The above diagram shows how to work on this repo:

Development Process

The development process of this project requires every contributor to fork the repo and only make PRs from the fork to master branch.

Setup upstream

From within your fork, use:

git remote add upstream [email protected]:rexwangcc/data-sci-api.git

to setup this repo as the upstream.

Keep up-to-date with the upstream

Everytime before you want to make new changes to the repo, use:

git fetch upstream
git rebase upstream/master

to update your fork with latest changes that have merged to upstream's master branch.

Code

You need to setup some git-hooks before the first time you push code to the repo. You could install the dependencies by pip install -r requirements-dev.txt. The required step here is running pre-commit install to install the pre-commit hooks.
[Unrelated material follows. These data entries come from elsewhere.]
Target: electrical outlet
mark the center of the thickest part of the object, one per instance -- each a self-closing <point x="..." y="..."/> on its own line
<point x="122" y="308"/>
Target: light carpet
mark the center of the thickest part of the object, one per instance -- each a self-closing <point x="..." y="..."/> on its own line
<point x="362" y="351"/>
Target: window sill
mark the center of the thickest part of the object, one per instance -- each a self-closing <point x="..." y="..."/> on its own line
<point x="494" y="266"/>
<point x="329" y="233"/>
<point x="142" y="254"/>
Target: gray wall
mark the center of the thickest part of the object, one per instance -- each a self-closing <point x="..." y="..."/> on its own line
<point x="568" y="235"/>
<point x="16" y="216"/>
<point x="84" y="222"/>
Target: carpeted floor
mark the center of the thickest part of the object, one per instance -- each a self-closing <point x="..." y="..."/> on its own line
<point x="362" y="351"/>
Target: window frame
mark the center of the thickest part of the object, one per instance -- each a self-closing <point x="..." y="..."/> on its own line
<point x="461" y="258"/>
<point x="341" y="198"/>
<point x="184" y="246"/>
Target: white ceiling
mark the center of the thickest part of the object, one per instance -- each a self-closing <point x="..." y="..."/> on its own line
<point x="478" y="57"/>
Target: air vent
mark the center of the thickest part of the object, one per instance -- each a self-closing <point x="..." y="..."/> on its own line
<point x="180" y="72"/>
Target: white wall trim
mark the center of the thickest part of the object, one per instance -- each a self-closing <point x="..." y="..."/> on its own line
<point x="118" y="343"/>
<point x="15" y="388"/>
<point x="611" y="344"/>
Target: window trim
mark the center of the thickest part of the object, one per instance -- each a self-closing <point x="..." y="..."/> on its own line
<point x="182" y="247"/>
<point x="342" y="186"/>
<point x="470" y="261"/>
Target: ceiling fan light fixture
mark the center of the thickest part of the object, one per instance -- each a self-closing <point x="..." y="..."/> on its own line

You will see some outputs like the following:

[INFO] Initializing environment for https://github.com/psf/black.
[INFO] Initializing environment for https://gitlab.com/pycqa/flake8.
[INFO] Installing environment for https://github.com/psf/black.
[INFO] Once installed this environment will be reused.
[INFO] This may take a few minutes...

Once it's done, please start to code and contribute!

Address comments

Once you have finished committing and pushing your changes to your remote fork, please create a PR from your remote repo following the PR template. One of the maintainers of the repo will review and merge your PR. Please note PR that fails the tests cannot be reviewed or merged.

Deployment

The current deployment is under construction and subjects to change. New documentation is coming soon...